The introduction of prop’s Fifi and Rishi Naidoo as well as Jordan Abbott added extra ballast to the University attack. Through a host of crash balls and well-positioned kicks UYRUFC 3rds found themselves on Derwent’s 5 metre line. However, they could not break the well- marshalled Derwent defence, tackles in particular from Dominic Munns kept the score at 8-0 going into half time.
The physical encounter was taking its toll on both sides, Abbott feeling the full force of a Tolga Necar tackle had to be sidelined, before the Derwent Captain Necar pulled up with a knee injury of his own.
Cometh the hour mark in the match, the game was to witness a try out of nowhere. Derwent’s Ollie Wessely fended off his tackler to split the University midfield with a decisive run. Thirty metres out still, the Derwent fly half, to the astonishment of most of the crowd, jinxed to the line, stepping a number of University players to clear his path and go over for his first try of the season. His resulting conversion though was blasted wide, but at 13-0 to the good his side had taken a step towards a final victory.
UYRUFC rallied and were to get a try of their own. Numerous phases lead to winger Manuel Sarmento touching the ball over the Derwent try line. Deppe missed the following conversion and Derwent were able to hold out for the final minutes to record a defining victory.
Derwent Captain Necar, who has overseen Derwent’s unbeaten start to the season, was absolutely ecstatic with the result.
‘I’m so proud of the way the boys are playing right now.
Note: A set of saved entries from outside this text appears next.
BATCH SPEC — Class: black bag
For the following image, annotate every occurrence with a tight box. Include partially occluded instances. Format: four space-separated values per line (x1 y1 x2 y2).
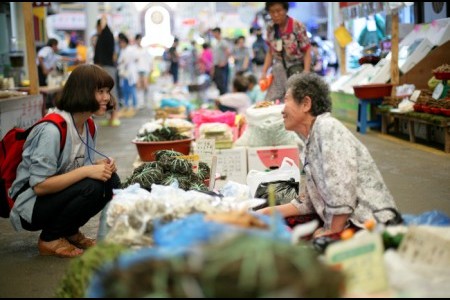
286 63 304 78
253 178 299 210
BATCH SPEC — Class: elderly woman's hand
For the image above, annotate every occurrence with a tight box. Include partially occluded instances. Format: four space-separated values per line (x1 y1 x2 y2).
256 207 274 215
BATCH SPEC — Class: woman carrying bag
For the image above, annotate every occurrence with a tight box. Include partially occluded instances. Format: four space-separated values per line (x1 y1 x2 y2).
261 2 312 102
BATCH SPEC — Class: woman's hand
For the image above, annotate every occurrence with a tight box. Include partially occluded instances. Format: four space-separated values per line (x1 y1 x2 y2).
88 164 115 182
256 203 300 218
95 157 117 173
256 206 275 215
313 227 335 238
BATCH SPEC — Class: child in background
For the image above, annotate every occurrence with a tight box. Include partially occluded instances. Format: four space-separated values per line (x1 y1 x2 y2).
215 74 251 115
246 73 267 104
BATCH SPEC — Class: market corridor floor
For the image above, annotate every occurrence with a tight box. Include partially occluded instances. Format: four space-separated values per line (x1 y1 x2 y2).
0 90 449 297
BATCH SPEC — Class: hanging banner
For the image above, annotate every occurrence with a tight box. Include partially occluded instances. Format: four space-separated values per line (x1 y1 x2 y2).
339 2 413 21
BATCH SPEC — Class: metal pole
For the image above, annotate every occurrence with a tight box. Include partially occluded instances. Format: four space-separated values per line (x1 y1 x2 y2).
10 2 18 51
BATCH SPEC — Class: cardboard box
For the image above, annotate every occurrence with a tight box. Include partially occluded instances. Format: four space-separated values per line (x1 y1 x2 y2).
213 147 247 189
247 145 300 172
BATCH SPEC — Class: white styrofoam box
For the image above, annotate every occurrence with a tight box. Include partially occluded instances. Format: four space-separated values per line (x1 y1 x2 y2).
247 145 300 172
213 147 248 189
429 18 450 46
400 17 450 47
330 74 352 93
341 64 376 95
398 38 434 74
368 58 391 84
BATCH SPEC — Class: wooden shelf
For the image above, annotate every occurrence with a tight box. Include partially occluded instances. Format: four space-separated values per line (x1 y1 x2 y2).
381 111 450 153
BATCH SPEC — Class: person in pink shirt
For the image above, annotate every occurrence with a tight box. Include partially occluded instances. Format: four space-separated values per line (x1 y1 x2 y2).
198 43 213 76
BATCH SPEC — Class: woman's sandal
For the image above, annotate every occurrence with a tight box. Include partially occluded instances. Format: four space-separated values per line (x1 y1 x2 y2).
38 238 84 258
66 232 96 250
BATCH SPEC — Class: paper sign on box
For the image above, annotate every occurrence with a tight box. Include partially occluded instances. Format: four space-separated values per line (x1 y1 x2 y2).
325 232 389 295
214 147 247 189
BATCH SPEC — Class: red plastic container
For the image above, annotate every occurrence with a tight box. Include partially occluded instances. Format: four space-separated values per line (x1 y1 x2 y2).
413 104 423 112
353 83 393 99
441 108 450 117
422 105 432 114
430 107 441 115
433 72 450 80
133 138 193 162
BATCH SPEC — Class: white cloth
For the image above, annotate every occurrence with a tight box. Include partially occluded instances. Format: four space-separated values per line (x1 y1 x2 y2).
218 92 251 115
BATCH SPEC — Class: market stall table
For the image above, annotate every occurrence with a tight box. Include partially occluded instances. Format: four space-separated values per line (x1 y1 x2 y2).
381 111 450 153
18 85 64 115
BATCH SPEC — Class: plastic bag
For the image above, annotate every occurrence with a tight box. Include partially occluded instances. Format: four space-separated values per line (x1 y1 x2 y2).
402 210 450 226
254 178 299 208
247 157 300 197
234 103 301 147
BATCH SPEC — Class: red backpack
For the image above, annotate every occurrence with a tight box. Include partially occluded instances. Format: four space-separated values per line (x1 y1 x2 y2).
0 113 96 218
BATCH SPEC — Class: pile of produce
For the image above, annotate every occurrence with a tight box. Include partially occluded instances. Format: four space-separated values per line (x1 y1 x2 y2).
415 89 433 105
135 126 189 142
55 242 129 298
254 100 276 108
89 234 344 298
433 64 450 73
122 150 210 191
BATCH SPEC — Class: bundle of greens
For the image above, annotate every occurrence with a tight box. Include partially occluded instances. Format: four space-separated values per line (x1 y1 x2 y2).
94 234 344 298
136 126 189 142
122 150 209 192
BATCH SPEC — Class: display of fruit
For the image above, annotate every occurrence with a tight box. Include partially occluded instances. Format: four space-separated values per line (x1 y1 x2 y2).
433 64 450 73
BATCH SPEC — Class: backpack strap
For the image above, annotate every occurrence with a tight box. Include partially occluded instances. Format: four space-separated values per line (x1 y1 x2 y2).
34 113 68 151
86 117 96 139
30 114 95 151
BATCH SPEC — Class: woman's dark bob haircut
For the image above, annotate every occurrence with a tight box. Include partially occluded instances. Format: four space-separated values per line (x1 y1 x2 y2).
56 64 115 113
It was a quality show all round’
Derwent’s play was as satisfying as a Gourmet Burger.
Fan-bloody-tastic result. Better watch out for those Uni committee boys trying to pinch Derwent’s bright young things!
Still, the glorious Derwent of old would have trebled that score with our famous 50 meter rolling maul. Unstoppable stuff.
These young’uns aint got nothing on the golden generation.
My word
Derwent college is the smallest college and a couple of third years organise the rugby on the church field every week. Pretty humiliating stuff.